On Monday, 11 December 2017 at 06:43:46 UTC, Ali Çehreli wrote:
On 12/10/2017 12:36 AM, Seb wrote:

> [...]
is no harm
> [...]

Thanks. I don't care anymore. :)

>> [...]
should have
>> [...]
a comment
>> [...]
necessary
>> [...]
message should
> [...]
second part
> [...]
opened a PR and
> [...]
message.

So, the last sentence should be something like "The rebase allows you an extra opportunity to mention the Bugzilla issue if your original commit did not already mention it."?

Yes.

> [...]
commit message.
> [...]

It was helpful but not for that specific question.

> [...]

There is the following part:

<quote>
First, fork the github repository or repositories you'd like to contribute to (dmd, druntime, phobos etc) by navigating to their respective pages on github.com and clicking "Fork". Then, set up your local git repository to reflect that. For example, consider you want to contribute to phobos and have forked it. Then run these commands:

  cd ~/code/phobos
  git remote add myfork https://github.com/username/phobos.git
  git remote update
</quote>

That sequence does not work because apparently code/phobos must already be a git repo but the text does not explain where it comes from. So, I added three commands to the sequence and it seemed to work:

  mkdir -p ~/code/phobos   # <-- 1
  git init                 # <-- 2
  cd ~/code/phobos
  git remote add myfork https://github.com/<USERNAME>/phobos.git
  git remote update
  git pull myfork master   # <-- 3

Was I correct?

Well, the typical behavior is to set your fork as origin and upstream as `upstream`.
Also instead of git init etc., you can do a git clone directly.

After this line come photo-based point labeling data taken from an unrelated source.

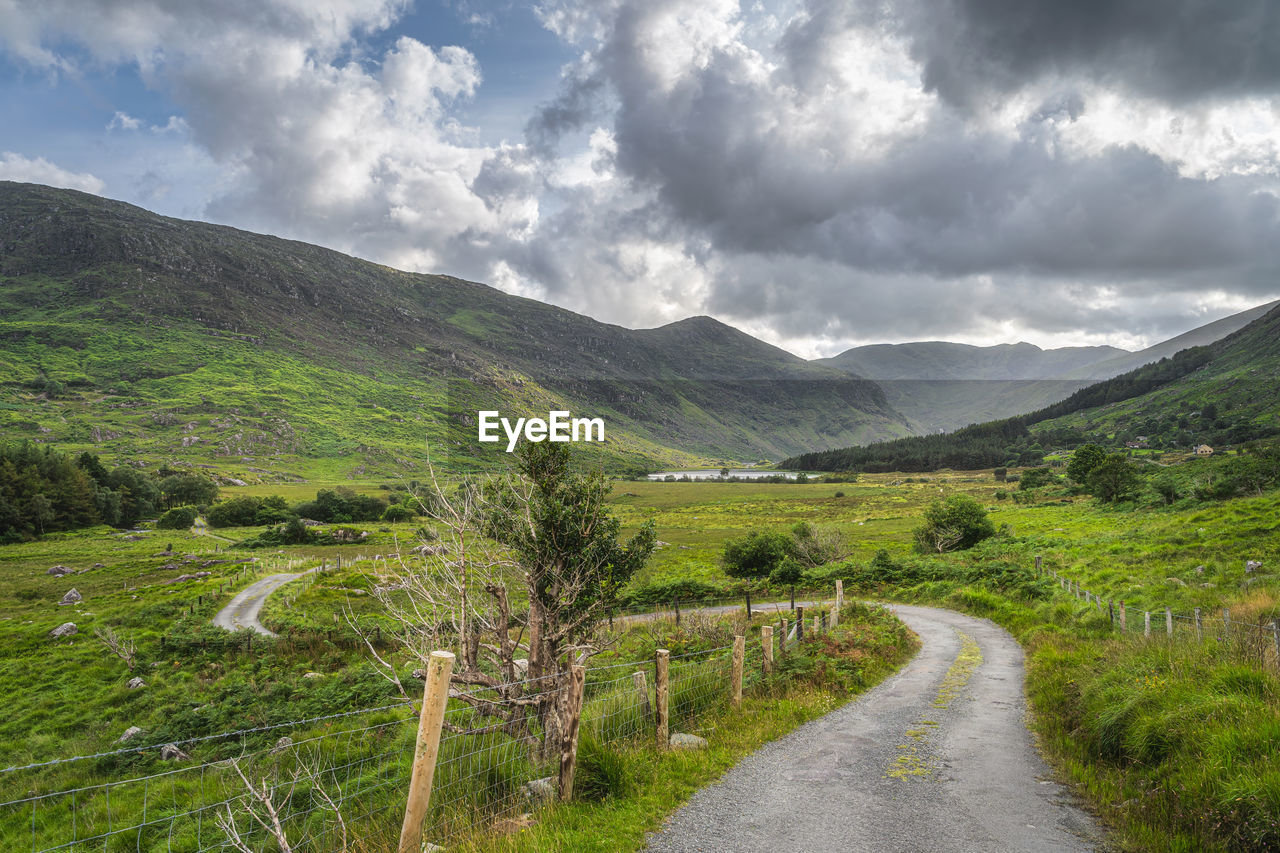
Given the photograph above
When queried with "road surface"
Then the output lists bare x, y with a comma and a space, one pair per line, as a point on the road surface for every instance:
937, 757
242, 611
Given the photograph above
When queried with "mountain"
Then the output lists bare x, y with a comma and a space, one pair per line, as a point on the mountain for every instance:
1197, 337
1220, 395
942, 386
136, 334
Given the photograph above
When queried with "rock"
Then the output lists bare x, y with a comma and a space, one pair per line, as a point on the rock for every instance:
681, 740
540, 790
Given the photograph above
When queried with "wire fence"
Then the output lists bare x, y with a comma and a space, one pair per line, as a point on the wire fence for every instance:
338, 781
1252, 642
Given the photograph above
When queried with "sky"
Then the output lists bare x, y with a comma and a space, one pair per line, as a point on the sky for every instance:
819, 173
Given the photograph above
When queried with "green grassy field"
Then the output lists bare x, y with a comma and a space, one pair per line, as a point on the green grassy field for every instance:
68, 696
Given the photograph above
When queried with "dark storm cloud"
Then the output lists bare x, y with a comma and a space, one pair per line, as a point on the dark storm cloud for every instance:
1174, 50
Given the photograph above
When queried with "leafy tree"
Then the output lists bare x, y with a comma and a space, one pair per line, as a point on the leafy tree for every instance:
178, 489
952, 524
1084, 460
179, 518
1114, 479
755, 555
240, 511
556, 524
398, 512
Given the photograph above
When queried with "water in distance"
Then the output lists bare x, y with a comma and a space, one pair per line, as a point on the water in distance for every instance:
714, 474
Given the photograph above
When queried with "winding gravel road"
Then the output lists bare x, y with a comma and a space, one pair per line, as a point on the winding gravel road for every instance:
937, 757
242, 611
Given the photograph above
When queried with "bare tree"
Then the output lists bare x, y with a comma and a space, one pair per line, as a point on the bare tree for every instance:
542, 527
118, 644
260, 806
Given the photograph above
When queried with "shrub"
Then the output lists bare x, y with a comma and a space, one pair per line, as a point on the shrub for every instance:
179, 518
952, 524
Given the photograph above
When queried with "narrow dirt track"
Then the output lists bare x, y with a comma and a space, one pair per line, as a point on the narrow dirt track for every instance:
242, 611
937, 757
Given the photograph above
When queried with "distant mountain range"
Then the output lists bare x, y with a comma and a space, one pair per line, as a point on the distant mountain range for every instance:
138, 336
141, 336
941, 386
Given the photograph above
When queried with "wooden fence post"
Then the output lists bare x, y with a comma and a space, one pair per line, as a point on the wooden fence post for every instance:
643, 692
568, 748
736, 678
435, 697
767, 644
659, 692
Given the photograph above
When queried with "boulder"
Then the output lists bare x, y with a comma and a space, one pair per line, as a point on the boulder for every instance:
539, 790
681, 740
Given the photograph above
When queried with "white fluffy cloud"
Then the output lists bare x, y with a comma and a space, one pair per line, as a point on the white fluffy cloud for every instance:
821, 173
14, 167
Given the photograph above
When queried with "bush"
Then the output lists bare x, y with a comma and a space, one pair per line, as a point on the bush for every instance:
954, 524
398, 512
179, 518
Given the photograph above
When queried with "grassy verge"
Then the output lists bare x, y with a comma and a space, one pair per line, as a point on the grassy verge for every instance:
626, 790
1173, 742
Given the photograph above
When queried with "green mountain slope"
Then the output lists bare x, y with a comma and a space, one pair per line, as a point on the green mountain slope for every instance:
132, 334
945, 386
1223, 393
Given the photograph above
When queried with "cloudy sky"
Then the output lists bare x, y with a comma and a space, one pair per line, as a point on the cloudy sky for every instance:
819, 173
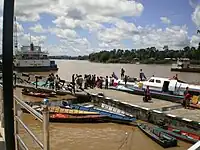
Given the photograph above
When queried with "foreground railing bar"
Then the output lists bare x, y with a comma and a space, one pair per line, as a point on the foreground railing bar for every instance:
29, 109
29, 131
21, 142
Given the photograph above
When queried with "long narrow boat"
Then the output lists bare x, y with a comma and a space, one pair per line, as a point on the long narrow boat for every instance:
177, 134
70, 111
158, 136
162, 88
39, 94
57, 117
183, 135
113, 117
53, 110
154, 94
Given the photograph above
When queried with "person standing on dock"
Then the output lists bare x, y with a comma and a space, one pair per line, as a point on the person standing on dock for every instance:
142, 76
187, 97
147, 95
57, 81
122, 73
125, 79
106, 82
73, 82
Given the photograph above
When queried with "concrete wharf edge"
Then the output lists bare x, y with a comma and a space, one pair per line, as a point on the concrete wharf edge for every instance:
144, 108
115, 101
120, 105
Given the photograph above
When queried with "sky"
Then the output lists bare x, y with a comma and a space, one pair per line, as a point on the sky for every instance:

Of course, it would be better to explain how one gains code/phobos.


That's what the building from source section should do:

https://wiki.dlang.org/Starting_as_a_Contributor#Building_from_source

However, I reworked the guide a bit to allow both options.

I think that section should include setting up both the upstream repo and the myfork repo. I think a contributor would regularly be using both.

Agreed. I tried to improve the contribution guide today.
Did my changes help or are you still missing something or isn't fully explained?

Ali

P.S. As I mentioned recently on this newsgroup, the general lack of information on the two repos, "upstream" and "personal fork", were the most detrimental to my understanding of git workflows. We do that in our document but I think setting up "upstream" should be a part of the command sequence above.

I added this to the document. Thanks for pointing it out!